Following the post-Lizzo exodus, the festival settled a bit. But the fairly abrupt shift from Lizzo’s upbeat pop to Brockhampton’s mildly harder edges, and then to the house beats of Kaytranada made it feel like three different festivals with three wildly different headliners, and therefore three wildly different audiences – though I envy those in the sweet spot of that diagram who had the best night of their lives last night.

Brockhampton perform at FOMO Festival 2020 at The Trusts Arena. Photo: Dave Simpson/WireImage

Look, at any event chances are you’re neither the oldest or the youngest person there, but I’ll be damned if I didn’t feel like I was in the older echelon of the audience at FOMO. Or, to put it in some more galling clarity: This is probably the first festival I’ve been to where more people were born closer to 9/11 than they were to the fall of the Berlin Wall. And I feel completely fine about it, you guys. 

And if the youths (does anything age you more than using youths to refer to a distinctly different group than yourself) at FOMO are any indication, then the kids are all right. The fashion is on point, and wilder and more free than I remember it being. People have always dressed to the nines, tens, and elevens, but the array of styles I saw last night exceeded most of what I’ve seen at local festivals in the past.

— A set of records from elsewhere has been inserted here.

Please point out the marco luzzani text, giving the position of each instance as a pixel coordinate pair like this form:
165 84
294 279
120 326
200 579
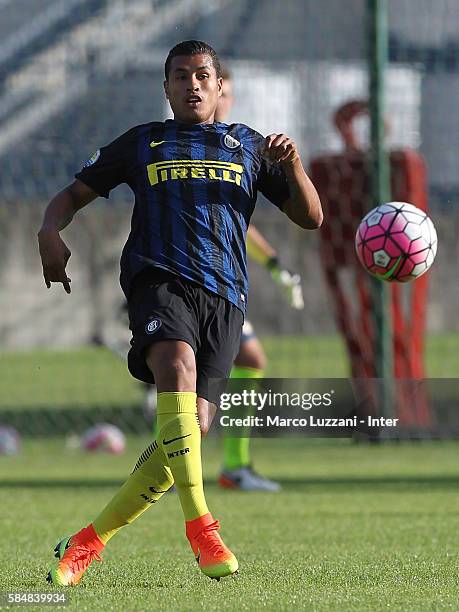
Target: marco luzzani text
255 401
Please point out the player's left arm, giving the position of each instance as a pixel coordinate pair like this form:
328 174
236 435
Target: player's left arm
303 206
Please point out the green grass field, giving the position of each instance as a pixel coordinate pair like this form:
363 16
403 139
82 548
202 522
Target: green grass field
355 528
96 377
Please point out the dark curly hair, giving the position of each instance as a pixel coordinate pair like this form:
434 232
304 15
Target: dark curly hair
192 47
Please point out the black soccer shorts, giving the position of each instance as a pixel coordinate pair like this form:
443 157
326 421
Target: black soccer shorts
164 306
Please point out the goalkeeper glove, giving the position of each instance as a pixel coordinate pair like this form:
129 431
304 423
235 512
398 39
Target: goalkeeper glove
288 282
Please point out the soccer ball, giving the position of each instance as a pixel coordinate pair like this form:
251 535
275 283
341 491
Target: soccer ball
104 437
396 242
9 440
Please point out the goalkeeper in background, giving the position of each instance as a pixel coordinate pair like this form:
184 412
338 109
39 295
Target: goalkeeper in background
250 362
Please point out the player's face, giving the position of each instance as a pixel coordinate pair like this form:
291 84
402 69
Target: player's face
193 88
225 101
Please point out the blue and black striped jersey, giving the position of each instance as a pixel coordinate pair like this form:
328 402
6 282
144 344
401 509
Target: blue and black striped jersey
195 189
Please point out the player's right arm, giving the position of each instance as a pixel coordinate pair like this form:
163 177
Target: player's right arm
59 213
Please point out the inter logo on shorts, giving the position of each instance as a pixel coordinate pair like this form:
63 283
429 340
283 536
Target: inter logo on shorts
153 326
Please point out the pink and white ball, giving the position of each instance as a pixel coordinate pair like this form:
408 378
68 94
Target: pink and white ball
396 242
104 437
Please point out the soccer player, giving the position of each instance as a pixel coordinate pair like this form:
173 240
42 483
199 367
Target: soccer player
183 271
250 362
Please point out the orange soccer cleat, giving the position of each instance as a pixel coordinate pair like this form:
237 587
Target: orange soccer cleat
75 555
214 558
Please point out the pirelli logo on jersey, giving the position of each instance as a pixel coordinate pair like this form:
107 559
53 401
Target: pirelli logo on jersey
184 169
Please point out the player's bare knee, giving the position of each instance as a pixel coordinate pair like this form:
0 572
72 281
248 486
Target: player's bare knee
173 367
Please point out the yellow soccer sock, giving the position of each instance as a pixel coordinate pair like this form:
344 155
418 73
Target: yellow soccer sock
179 435
149 480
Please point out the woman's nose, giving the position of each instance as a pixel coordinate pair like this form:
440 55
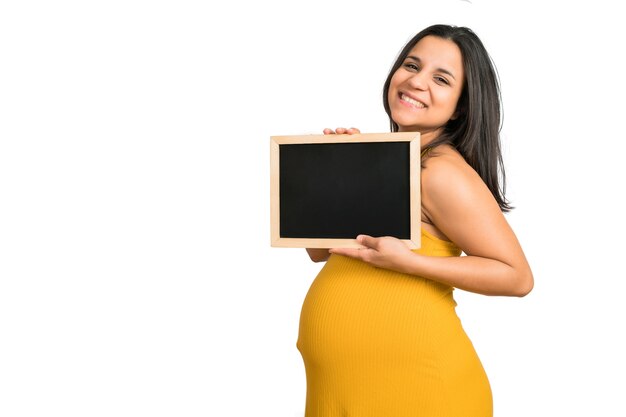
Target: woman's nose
418 81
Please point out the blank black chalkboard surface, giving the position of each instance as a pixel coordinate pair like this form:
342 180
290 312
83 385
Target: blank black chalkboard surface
327 189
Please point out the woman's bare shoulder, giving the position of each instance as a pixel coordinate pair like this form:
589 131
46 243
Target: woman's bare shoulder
445 167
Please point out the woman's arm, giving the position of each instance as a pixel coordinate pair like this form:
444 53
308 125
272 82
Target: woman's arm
463 209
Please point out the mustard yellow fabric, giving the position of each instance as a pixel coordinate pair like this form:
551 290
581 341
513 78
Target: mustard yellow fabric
377 343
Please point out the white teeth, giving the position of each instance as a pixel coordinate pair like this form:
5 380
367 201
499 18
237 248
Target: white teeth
413 102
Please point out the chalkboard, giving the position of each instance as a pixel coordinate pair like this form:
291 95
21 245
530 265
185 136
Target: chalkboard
327 189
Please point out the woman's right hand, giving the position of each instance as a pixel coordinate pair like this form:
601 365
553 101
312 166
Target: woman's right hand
342 131
321 255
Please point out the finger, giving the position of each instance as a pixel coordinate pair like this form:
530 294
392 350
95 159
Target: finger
368 241
350 252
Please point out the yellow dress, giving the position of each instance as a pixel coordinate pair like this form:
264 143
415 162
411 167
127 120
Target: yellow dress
378 343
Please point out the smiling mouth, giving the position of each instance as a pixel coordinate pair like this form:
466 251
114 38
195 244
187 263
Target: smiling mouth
412 101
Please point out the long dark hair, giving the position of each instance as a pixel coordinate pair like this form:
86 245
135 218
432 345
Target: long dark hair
475 133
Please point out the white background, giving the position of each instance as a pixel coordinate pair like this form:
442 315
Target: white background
136 274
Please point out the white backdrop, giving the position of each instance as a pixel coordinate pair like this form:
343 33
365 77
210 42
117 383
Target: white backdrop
136 275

Fashion seems like a poor barometer of a festival, but if people feel free to dress however the hell they want, then they feel free to get the hell down and party. The unbridled, giddy enthusiasm of screaming lyrics into the sky, sharing love with thousands of strangers doesn’t go away, whether you’re 16 or 60. If a festival can do that, then we can forgive strange programming.

Now, excuse me before I turn into dust and float away into the wind like the confetti that shot out of A Boogie wit da Hoodie’s cannons.